In 1941, Snap, Crackle, and Pop first appeared on boxes of Kellogg’s Rice Krispies to represent the unique sounds the cereal made when mixed with milk. More than 75 years (and a few makeovers) later, this trio of cartoon elves remains the longest-running Kellogg’s marketing campaign. But for a short period of time, Snap, Crackle, and Pop weren’t the only elves in town.

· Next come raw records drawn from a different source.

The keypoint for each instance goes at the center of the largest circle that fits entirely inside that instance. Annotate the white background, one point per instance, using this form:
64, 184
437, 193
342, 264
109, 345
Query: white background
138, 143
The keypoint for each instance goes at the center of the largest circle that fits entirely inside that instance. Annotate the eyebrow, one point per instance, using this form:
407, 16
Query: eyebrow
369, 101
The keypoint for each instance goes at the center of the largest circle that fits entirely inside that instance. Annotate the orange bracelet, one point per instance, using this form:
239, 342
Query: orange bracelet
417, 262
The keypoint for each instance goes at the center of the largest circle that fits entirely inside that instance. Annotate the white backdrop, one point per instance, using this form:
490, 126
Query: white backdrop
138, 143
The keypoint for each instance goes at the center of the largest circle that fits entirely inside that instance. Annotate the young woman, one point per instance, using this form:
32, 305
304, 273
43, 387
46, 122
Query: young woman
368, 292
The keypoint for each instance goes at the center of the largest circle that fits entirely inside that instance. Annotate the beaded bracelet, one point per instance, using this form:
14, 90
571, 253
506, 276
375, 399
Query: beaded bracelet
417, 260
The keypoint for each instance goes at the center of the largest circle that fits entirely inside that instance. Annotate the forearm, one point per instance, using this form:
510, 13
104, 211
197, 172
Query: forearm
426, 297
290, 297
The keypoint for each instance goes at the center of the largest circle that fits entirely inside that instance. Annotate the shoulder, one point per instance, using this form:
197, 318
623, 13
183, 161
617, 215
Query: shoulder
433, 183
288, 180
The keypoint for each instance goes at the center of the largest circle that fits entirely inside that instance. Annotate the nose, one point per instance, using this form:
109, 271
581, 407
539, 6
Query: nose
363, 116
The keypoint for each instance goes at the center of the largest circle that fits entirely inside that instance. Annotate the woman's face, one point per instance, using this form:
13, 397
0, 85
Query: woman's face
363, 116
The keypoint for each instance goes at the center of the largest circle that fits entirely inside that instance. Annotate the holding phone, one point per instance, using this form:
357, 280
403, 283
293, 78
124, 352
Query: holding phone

For two television commercials in the 1950s, Snap, Crackle, and Pop were joined by a fourth elfin character named Pow. The storyboards for the commercials reveal that, while Snap, Crackle, and Pop are brothers, Pow was simply a friend of the family. What’s more, Pow’s name didn’t represent a sound coming from the cereal bowl as the other names do. Instead, “Pow” was short for “power,” representing the nutritional “punch” of the whole grain rice in Rice Krispies. And instead of an elf outfit, Pow wore a spacesuit, flying around on some kind of hovercraft to deliver spoonfuls of Rice Krispies to hungry breakfasters.

Pow the astronaut-elf came during a surge of space-related advertising, as the space craze that would dominate the mid-twentieth century was just beginning. Despite that, though, Pow’s popularity never quite took off. Today, according to pop-culture author Tim Hollis, Pow is sadly little more than a “footnote” in the history of Kellogg’s.